Written by Jackie Stevenson, BS, DTR
We have heard this question time and time again…
“Is eating too late at night bad for my health?”
The long-standing theory, simply put, is that a person should not eat right before bed because it doesn’t give the body time to burn the calories off. Instead, it is stored as fat, causing weight increases over time. There are plans dedicated to this theory, even stopping meals mid-afternoon in some cases, for weight loss. Research on this type of plan is emerging showing that it may be beneficial to weight loss, but more studies need to be done to prove it. If you’re a person who prefers to eat dinner at a reasonable time, strict plans like this aren’t really maintainable over time.
“Am I eating late at night because I’m hungry, or have I eaten enough and am just eating because I’m bored?”

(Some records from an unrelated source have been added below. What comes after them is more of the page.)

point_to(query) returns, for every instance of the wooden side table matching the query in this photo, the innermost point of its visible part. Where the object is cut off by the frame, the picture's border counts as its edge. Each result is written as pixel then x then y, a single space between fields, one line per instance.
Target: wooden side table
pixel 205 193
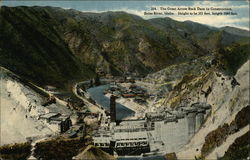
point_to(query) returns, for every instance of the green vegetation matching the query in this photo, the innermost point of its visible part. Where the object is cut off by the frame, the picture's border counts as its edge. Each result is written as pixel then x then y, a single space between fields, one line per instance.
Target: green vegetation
pixel 214 139
pixel 239 149
pixel 53 46
pixel 233 57
pixel 17 151
pixel 35 51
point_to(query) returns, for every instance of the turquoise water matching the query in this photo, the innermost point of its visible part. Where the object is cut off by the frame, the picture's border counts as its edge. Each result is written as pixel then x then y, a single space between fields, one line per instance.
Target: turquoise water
pixel 96 94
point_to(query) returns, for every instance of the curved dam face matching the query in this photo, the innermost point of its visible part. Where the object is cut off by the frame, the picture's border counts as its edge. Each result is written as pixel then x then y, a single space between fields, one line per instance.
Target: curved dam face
pixel 167 131
pixel 175 134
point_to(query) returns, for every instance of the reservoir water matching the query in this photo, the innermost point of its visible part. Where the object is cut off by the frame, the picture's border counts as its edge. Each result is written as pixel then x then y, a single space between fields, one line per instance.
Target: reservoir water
pixel 174 135
pixel 96 94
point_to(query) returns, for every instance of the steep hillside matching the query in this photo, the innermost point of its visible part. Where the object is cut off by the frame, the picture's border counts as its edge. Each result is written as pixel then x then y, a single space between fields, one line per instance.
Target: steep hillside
pixel 20 108
pixel 31 47
pixel 227 96
pixel 56 46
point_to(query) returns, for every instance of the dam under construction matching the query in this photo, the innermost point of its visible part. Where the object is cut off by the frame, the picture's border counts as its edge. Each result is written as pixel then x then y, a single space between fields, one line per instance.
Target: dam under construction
pixel 157 133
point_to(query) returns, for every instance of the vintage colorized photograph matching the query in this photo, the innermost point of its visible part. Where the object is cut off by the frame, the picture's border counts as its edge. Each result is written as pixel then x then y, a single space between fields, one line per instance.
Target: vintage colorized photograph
pixel 124 80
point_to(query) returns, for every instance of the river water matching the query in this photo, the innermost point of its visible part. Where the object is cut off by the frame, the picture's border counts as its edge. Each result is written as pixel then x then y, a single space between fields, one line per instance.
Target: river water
pixel 96 94
pixel 174 134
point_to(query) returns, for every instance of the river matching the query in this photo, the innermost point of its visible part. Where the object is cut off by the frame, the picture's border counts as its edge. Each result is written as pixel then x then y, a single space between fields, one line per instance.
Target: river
pixel 96 94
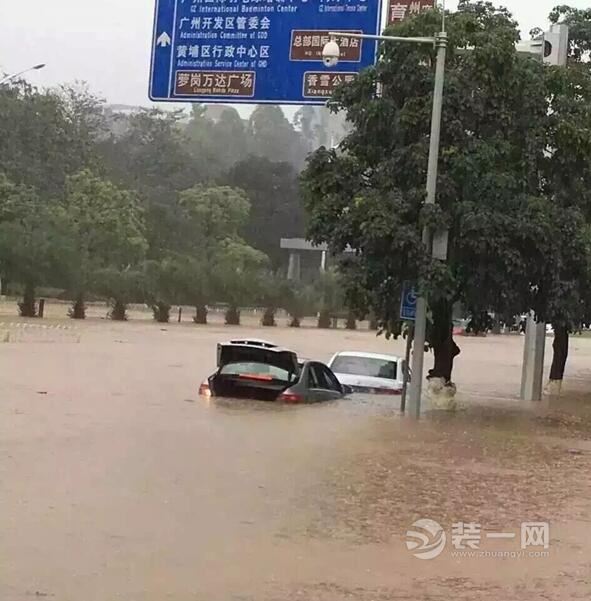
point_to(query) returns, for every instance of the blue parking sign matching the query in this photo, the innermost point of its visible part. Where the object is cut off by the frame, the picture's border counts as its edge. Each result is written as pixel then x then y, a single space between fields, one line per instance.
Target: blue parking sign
pixel 257 51
pixel 408 303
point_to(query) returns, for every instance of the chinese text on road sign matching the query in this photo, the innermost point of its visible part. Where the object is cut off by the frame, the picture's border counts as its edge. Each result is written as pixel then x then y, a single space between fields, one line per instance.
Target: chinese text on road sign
pixel 257 50
pixel 398 10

The scenario of having a ‘second meal’ after dinner is most likely the reason why eating late is correlated with weight gain. Mindless eating due to boredom instead of hunger means you’re eating more calories than your body needs. Consistently overeating by a few hundred calories per day (a few cookies here, a bag of popcorn there) quickly adds up. An extra 125 calories onto your normal meal plan daily adds up to about a pound of extra weight per month! Keep in mind that it’s fine to eat something late if you are legitimately hungry, especially if you did more activity during the day than usual. Learn to read your body’s hunger cues to determine which scenario you find yourself in. Most people do require a small snack after dinner, which is usually built into their meal plans to avoid going over on calories. Feel free to contact us to determine how this fits in to your plan.

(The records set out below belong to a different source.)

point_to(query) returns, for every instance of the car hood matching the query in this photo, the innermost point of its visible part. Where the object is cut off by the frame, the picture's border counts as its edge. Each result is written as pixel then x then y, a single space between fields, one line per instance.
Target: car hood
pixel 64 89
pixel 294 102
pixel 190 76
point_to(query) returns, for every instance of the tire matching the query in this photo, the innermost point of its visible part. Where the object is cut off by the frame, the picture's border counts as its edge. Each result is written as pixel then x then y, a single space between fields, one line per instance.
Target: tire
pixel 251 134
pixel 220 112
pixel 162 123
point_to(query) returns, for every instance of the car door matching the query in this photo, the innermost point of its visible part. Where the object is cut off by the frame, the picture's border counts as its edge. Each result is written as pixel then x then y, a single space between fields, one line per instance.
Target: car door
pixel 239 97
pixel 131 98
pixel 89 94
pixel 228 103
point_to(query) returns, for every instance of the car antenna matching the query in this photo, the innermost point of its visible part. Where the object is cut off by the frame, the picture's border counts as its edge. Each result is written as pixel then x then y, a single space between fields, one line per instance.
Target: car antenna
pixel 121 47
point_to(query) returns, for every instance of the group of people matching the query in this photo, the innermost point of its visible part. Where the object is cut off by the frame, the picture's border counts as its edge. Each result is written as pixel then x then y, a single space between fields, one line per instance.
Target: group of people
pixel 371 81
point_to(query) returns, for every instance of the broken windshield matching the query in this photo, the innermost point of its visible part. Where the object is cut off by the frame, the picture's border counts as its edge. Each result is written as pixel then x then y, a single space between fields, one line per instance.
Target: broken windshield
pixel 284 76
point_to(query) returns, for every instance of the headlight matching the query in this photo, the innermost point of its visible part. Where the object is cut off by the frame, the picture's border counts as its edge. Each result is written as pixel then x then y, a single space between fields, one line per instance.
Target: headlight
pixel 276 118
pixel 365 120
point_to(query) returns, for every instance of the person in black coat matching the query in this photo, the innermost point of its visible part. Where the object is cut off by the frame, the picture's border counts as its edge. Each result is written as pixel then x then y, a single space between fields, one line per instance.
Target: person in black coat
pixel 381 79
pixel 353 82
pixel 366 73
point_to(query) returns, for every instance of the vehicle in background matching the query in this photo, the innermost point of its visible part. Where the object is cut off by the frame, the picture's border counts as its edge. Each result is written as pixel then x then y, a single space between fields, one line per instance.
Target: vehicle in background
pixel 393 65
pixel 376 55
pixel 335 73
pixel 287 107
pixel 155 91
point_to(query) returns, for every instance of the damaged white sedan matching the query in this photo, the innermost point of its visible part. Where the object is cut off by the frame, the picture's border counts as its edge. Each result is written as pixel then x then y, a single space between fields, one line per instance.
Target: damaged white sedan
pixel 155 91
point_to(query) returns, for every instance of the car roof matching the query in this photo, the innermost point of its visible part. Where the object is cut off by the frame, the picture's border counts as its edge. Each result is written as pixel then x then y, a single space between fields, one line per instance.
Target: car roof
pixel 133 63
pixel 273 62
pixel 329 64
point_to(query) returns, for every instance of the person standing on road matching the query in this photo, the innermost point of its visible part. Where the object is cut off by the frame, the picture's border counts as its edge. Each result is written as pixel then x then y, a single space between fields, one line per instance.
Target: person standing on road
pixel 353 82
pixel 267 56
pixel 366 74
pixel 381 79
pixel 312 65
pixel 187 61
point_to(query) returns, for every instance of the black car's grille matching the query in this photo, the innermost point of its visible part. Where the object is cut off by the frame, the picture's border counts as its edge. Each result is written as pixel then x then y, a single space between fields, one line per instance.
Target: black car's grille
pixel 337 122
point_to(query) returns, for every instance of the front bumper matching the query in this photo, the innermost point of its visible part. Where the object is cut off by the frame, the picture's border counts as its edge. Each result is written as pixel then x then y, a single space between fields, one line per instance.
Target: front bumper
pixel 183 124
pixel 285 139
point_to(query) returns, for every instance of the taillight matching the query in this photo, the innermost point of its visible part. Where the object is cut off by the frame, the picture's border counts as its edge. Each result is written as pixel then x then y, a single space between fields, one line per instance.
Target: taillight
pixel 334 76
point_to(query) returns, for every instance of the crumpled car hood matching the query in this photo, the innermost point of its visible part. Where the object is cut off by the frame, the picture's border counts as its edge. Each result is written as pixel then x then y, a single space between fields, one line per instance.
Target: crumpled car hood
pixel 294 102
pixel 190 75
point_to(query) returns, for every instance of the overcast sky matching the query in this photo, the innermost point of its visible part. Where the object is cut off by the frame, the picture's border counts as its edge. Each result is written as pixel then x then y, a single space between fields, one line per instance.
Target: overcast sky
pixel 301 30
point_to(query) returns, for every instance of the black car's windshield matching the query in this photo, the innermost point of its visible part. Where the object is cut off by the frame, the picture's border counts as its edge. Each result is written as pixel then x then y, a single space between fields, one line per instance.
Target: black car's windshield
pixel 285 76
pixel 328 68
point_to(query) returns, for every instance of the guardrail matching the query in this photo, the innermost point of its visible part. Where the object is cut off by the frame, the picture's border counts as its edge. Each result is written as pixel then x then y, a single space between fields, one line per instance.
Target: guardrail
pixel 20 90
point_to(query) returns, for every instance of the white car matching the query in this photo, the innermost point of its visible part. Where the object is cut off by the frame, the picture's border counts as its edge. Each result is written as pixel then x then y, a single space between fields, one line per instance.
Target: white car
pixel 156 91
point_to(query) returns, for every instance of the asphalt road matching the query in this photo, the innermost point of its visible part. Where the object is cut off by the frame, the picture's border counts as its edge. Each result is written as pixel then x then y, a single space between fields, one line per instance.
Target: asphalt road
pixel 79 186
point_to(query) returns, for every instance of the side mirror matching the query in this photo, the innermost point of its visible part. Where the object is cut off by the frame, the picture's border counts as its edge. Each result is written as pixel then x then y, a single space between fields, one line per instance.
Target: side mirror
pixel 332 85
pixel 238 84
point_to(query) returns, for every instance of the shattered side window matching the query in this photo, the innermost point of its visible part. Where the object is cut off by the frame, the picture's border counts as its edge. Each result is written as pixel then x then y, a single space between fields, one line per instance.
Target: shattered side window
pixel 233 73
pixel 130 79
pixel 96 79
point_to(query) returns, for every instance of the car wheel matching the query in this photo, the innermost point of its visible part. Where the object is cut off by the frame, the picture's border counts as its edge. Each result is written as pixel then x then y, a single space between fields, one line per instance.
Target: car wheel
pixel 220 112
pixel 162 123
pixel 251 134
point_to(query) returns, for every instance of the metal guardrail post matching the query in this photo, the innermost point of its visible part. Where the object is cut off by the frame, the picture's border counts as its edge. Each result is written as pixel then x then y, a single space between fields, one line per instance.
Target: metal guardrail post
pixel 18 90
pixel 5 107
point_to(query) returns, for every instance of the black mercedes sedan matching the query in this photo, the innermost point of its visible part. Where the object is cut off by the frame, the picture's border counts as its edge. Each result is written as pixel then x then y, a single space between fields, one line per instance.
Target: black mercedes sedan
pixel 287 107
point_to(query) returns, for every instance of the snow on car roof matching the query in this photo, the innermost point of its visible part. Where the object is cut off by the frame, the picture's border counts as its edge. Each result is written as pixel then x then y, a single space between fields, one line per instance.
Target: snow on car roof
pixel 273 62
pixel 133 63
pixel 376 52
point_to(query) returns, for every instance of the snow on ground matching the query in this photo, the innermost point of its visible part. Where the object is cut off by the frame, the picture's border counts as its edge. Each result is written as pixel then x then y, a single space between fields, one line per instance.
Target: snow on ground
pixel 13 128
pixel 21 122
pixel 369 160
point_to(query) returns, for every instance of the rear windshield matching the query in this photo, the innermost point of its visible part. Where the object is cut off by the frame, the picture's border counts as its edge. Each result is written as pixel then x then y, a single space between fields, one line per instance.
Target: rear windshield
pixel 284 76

“I’m not going over my average calorie limit for the day, but I’m still gaining weight. What gives?”
There are lots of factors over the entire day to consider, but eating late at night despite calorie limits still has its problems. This article sums it up best: Your body expects to rest and fast while sleeping. Eating late raises your insulin levels, and cells become more resistant to it during this time. Long term insulin resistance leads to weight gain and the development of Type 2 diabetes over time, even if you maintain a normal calorie level. Additionally they have found high carbohydrate meals before bed actually leads to LOW blood sugar in the middle of the night. The body’s natural response is to wake you up to get food. Goodbye good night sleep!
“It’s 10pm, and I’m hungry! I lost track of time doing something, and now it’s too late to eat. What do I do?”
Here’s where the exceptions come in. Our recommendations:
- Don’t be afraid to eat. If you haven’t eaten in several hours and are legitimately hungry, you most likely won’t be able to sleep until your stomach is satisfied.
- Avoid nights like this by planning ahead, bringing extra snacks or planning meals out.
- On nights you find yourself hungry just before bedtime, have something small enough to make you moderately full, not overstuffed.
- Pick high protein foods like nuts instead of high carb snacks that cause blood sugar spikes. If you are craving a carbohydrate make sure to pair it with a protein or fat to avoid spiking your blood sugar. Check out Jacqui’s blog post on foods that are actually beneficial for your sleep.
- Make your best effort to eat small meals or snacks every few hours most day. Have your last meal or snack a couple of an hour or two before bed.